April 14, 2008
I have been swept away in a glorious tide of sea-themed poetry in honor of National Poetry Month. The Deep Sea lads selected one each, and Jim Lemire one too. Here’s a selection from my favorite sea-themed poem ever. It’s by an anonymous Anglo-Saxon poet, written in the tenth century and recorded in the Exeter Book. This version was translated by Burton Raffel in 1964.
No harps ring in his heart, no rewards,
No passion for women, no worldly pleasures,
Nothing, only the oceans heave;
But longing wraps itself around him.
Orchards blossom, the towns bloom,
Fields grow lovely as the world springs fresh,
And all these admonish that willing mind
Leaping to journeys, always set
In thoughts traveling on a quickening tide.
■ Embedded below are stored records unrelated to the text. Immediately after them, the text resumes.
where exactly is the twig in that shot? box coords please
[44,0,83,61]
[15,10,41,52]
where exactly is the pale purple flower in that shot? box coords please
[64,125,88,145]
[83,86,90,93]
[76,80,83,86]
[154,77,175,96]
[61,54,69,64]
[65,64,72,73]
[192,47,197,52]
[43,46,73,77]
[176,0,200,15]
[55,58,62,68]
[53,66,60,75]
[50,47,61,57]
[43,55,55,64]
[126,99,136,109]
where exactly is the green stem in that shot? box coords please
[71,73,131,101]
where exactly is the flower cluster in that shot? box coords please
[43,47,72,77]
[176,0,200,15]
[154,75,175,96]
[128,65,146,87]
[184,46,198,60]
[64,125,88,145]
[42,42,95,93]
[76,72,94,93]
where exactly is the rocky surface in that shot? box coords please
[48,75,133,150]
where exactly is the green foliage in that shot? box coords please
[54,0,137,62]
So summer’s sentinel, the cuckoo, sings
In his murmuring voice, and our hearts mourn
As he urges. Who could understand,
In ignorant ease, what we others suffer
As the path of exile stretch endlessly on?
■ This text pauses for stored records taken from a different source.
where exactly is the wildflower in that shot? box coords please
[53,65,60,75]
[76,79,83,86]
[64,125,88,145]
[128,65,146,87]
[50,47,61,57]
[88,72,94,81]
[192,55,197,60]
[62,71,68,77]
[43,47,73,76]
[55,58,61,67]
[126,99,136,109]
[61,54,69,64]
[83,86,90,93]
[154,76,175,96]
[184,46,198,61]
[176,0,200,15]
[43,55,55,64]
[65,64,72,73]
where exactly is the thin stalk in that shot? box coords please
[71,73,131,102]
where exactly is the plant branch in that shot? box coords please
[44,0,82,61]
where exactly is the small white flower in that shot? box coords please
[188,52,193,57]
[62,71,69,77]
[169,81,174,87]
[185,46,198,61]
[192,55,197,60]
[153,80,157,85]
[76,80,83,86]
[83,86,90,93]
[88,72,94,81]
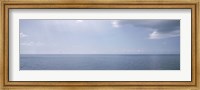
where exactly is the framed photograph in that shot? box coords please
[1,0,199,89]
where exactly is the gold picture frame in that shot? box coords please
[0,0,199,90]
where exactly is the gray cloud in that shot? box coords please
[117,20,180,39]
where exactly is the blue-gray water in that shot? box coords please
[20,54,180,70]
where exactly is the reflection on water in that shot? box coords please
[20,54,180,70]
And yet my heart wanders away,
My soul roams with the sea, the whales’
Home, wandering to the wildest corners
Of the world, returning ravenous with desire,
Flying solitary, screaming, exciting me
To the open ocean, breaking oaths
On the curve of a wave.
Read the whole poem here.
April 15, 2008 at 3:28 am
[...] keeping with the sea theme of National Salty Poetry Month (see Miriam, Kevin, CR and Peter) I bring you the Gilbert and Sullivan’s “Better Far to Live and [...]
May 7, 2008 at 4:12 pm
Harps in the far heaven,
Calling your only name.
Violins, in your back yard,
Luring your worn out body to run outside;
Music vibrates your trees and your lands.
Rosaries as fiery as battlefields,
Bleed woe upon your auburn soil.
Your galaxy, sinking, deep,
Nothing, only the salty oceans heave,
But, look! The lonely air, also, rises.